In the fall of 2013, I was training for my second marathon – my first one since I went vegan. I was documenting every week of my training here on the blog, sharing my ups and downs so that other female vegan runners had something to relate to. Yet there was one incident that I didn’t write about.
I was doing my weekly 10+ mile long runs in a quiet neighborhood across the street from our apartment complex in our then-home of Daphne, Alabama. The neighborhood funneled into a long, scenic road that was even quieter but oh so beautiful, with old live oak trees forming a tunnel over the roadway. Running along that road, with not a soul in sight, was very peaceful, and always cleared my head from busy day-to-day thoughts. There were also plenty of challenging hills, which I found beneficial for my marathon training.
So one day, I was running up one of those long hills only to see a truck pull onto a side street in front of me. A middle-aged man walked out of the car and started making the most lewd gestures with his hands and face, looking me straight in the eye as I passed him.
I never ran up that hill as fast as I did that day.
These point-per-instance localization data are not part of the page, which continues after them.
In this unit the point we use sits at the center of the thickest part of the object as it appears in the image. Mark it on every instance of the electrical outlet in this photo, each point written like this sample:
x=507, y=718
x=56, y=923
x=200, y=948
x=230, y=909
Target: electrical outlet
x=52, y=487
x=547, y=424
I think it may have been my fastest mile during that run according to my GPS. I was thankful to have gotten away easily, since it seemed that the person was only interested in showing off, but I couldn’t stop thinking what could have happened if he had attacked me physically.
The sad part is, this was not the only time I’ve experienced some form of harassment while running or walking outside. What’s even sadder is the fact the vast majority of female runners (and not only female BTW) can recount similar stories. From being honked at and catcalled to experiencing more disturbing expressions of unsolicited attention, we often brush it off as just a side effect of being outside by ourselves. It happens so much that we have learned to take this harassment for granted and hardly ever talk about it.
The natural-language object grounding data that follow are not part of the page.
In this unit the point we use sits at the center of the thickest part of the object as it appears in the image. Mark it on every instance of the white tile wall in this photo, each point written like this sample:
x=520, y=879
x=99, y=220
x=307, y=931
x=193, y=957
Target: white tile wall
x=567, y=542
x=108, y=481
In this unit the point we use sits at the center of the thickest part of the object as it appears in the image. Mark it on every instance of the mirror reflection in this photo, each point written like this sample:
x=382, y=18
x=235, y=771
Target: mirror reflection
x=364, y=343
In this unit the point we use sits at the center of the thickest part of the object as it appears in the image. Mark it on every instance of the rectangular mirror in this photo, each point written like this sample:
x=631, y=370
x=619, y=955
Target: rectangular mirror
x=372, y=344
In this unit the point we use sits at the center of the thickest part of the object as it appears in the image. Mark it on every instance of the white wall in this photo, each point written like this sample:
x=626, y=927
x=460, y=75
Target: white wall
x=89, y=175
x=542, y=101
That is, until something terrible happens. In the past few weeks, I was once again reminded of the danger female runners encounter outdoors. Within a span of nine days in early August, three women in different parts of the country had been attacked and killed in the broad daylight during a casual run. Being a female runner who prefers to run alone, I’ll admit that this rang too close to home.
I asked myself: What can we do to be safe while running outdoors? From my soul-searching and reading various opinions online, another question arose: Why do we even have to worry about protecting ourselves?
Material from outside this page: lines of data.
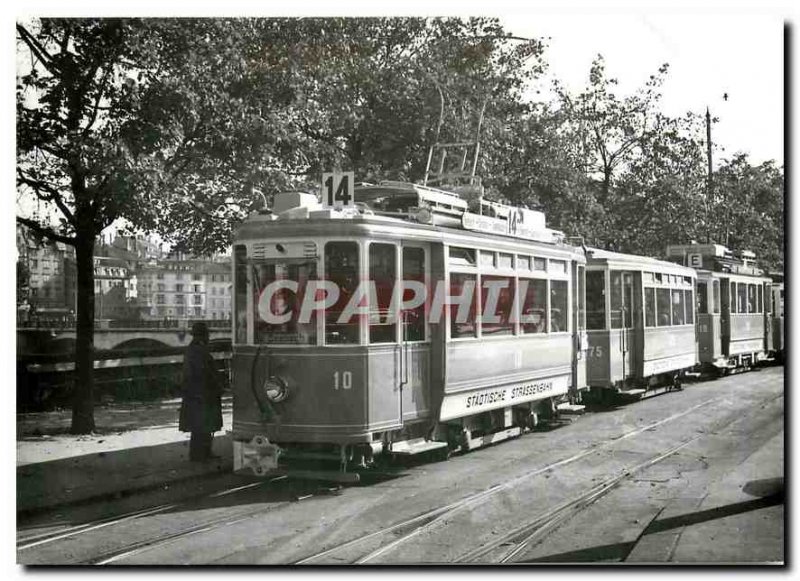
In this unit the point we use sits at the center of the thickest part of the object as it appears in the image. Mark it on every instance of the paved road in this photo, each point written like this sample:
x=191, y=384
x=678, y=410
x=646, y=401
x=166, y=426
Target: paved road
x=686, y=477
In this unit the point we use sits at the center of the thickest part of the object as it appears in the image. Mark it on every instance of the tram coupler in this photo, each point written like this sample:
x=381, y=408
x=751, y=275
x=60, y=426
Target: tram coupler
x=258, y=455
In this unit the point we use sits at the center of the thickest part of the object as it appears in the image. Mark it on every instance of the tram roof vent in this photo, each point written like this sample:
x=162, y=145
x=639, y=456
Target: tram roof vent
x=289, y=200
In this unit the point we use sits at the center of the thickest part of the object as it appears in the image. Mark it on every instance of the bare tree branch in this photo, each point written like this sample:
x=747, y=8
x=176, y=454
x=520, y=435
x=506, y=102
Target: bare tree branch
x=53, y=194
x=45, y=231
x=38, y=50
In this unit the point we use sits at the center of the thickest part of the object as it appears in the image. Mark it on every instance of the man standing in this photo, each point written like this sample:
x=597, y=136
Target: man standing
x=201, y=408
When discussing female athleticism, it’s important to admit one thing: by engaging in running, or lifting weights, or any other athletic activity, we women declare to the world that we are strong physically to push ourselves to new athletic heights, and strong mentally to own and use our bodies the way we want to. We embrace the strength and the ownership of our bodies and show the world that it’s us, not somebody else, who decides what path we want to follow. Unfortunately, not everyone is cool with that. Some people will honk and yell out lewd comments when they see us running to reduce our athletic effort to just what it makes our butt look like. They’ll be the first to tell us that we should stop lifting heavy or it will make us ‘look like a man’. And sometimes, in an effort ‘to put us back in our place’, they go out and plain attack us.
Conventional safety advice for female runners suggests that we should always carry pepper spray or a Tazer or even a gun (ugh), run with a partner, never run in remote locations, etc. However, this approach has major flaws – things can go wrong even when we come prepared. The attacker could grab the gun out of our hands. The wind could blow that pepper spray in our faces. Our running partner may bail on us, or we may have trouble finding one in the first place. We may prefer to run in remote locations because there are fewer people willing to judge us, or it may be the only available place for running in our situation. Also, the advice to take the above mentioned preventive measures suggests that if a woman doesn’t comply, then it will be her fault if she gets assaulted. Can we do away with the victim blaming once and for all?
I would hate to write a post that only raises questions and doesn’t point to any answers. Yes, in a perfect world women (as well as all female-identified individuals) wouldn’t have to fight for their right to be respected in their athletic endeavors and other areas of life. Yet even in 2016 we still find ourselves tangled in the red tape of sexism, as the coverage for the recent Olympic games showed. Between opting to run with guns and running with no protection whatsoever, where do we find a happy medium?
It’s up to you to decide. Be aware that scary sh*t happens, but don’t let it scare you into not wanting to exercise ever again. Samantha Gardner went through a living hell when she was attacked (link trigger warning: sexual assault), but it didn’t stop her from excelling at running and even winning Rock’n’Roll New Orleans marathon in 2015.
Use your judgement. If you believe that taking a certain measure will make you safe, go for it. Talk to your friends, not just female, whether they are runners or not. Talk to men in your life about why it’s important to recognize women’s right to exercise, and why honking at female runners isn’t a great way to show support. Get in touch with a running community in your area (if you can find it), and do some brainstorming. Running doesn’t have to be scary, but it doesn’t have to hurt either.